Na verdade, a queda é explicada não por uma redução de gastos ou por um aumento na arrecadação, mas sim pela alteração do cálculo da meta, que passou a excluir os gastos com inativos do cômputo geral do gasto com pessoal — alteração essa baseada em uma interpretação da Portaria Conjunta n° 2 de Agosto de 2010 da Secretaria Nacional do Tesouro.
A alteração da medida deu uma "folga" ao estado — que já estava bem próximo de atingir o limite máximo estabelecido na LRF — para conceder novos aumentos e contratações, e distorceu a capacidade do indicador de avaliar sua real situação fiscal.

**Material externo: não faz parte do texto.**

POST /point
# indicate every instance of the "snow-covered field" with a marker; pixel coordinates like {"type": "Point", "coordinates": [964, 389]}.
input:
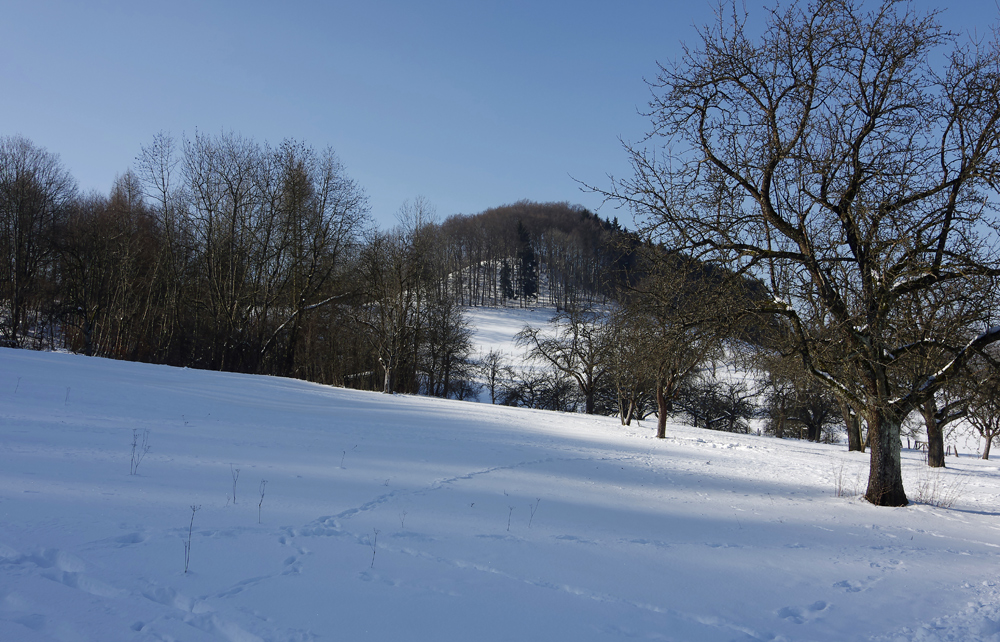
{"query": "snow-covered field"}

Nesta semana, um outro caso de distorção de metas tem ganhado grande repercussão. Trata-se da tentativa, pelo governo federal, de alterar a meta de superávit primário constante na Lei de Diretrizes Orçamentárias, LDO, para este ano de 2014.
O superávit primário é, ao mesmo tempo, uma medida e uma meta estabelecida todos os anos na LDO, por todos os entes federativos. Grosso modo, ele mede quanto o governo — excluídas as despesas e as receitas financeiras (que envolvem pagamento de juros) — conseguiu economizar para pagar a dívida.
Na realidade, deveríamos falar em resultado primário, pois o que pode acontecer é um superávit, quando as receitas são maiores que as despesas; ou um déficit, quando se gasta mais do que se recebe.
Para 2014, a meta de superávit primário da União havia sido estabelecida no art. 2° da Lei nº 12.919/2013 em R$116,072 bilhões, podendo ser descontados destes, de acordo com o art. 3°, até R$67 bilhões de gastos do Programa de Aceleração do Crescimento, o PAC, e da desoneração de tributos.
Na prática, portanto, a meta de superávit do ano pode baixar para até R$49,072 bilhões.
Acumulando um déficit primário de R$19 bilhões até setembro (veja o gráfico abaixo), e amargando um déficit primário de mais de R$20 bilhões só em setembro, o governo federal provavelmente descumprirá a meta, mesmo considerando as deduções já autorizadas das obras do PAC — as quais, por sinal, foram expurgadas do cálculo nos últimos anos também para possibilitar o superávit, em um tipo de manobra que os especialistas apelidaram de contabilidade criativa e que já constituíam uma grave distorção do indicador.
A alteração da medida deu uma "folga" ao estado — que já estava bem próximo de atingir o limite máximo estabelecido na LRF — para conceder novos aumentos e contratações, e distorceu a capacidade do indicador de avaliar sua real situação fiscal.
Nesta semana, um outro caso de distorção de metas tem ganhado grande repercussão. Trata-se da tentativa, pelo governo federal, de alterar a meta de superávit primário constante na Lei de Diretrizes Orçamentárias, LDO, para este ano de 2014.
O superávit primário é, ao mesmo tempo, uma medida e uma meta estabelecida todos os anos na LDO, por todos os entes federativos. Grosso modo, ele mede quanto o governo — excluídas as despesas e as receitas financeiras (que envolvem pagamento de juros) — conseguiu economizar para pagar a dívida.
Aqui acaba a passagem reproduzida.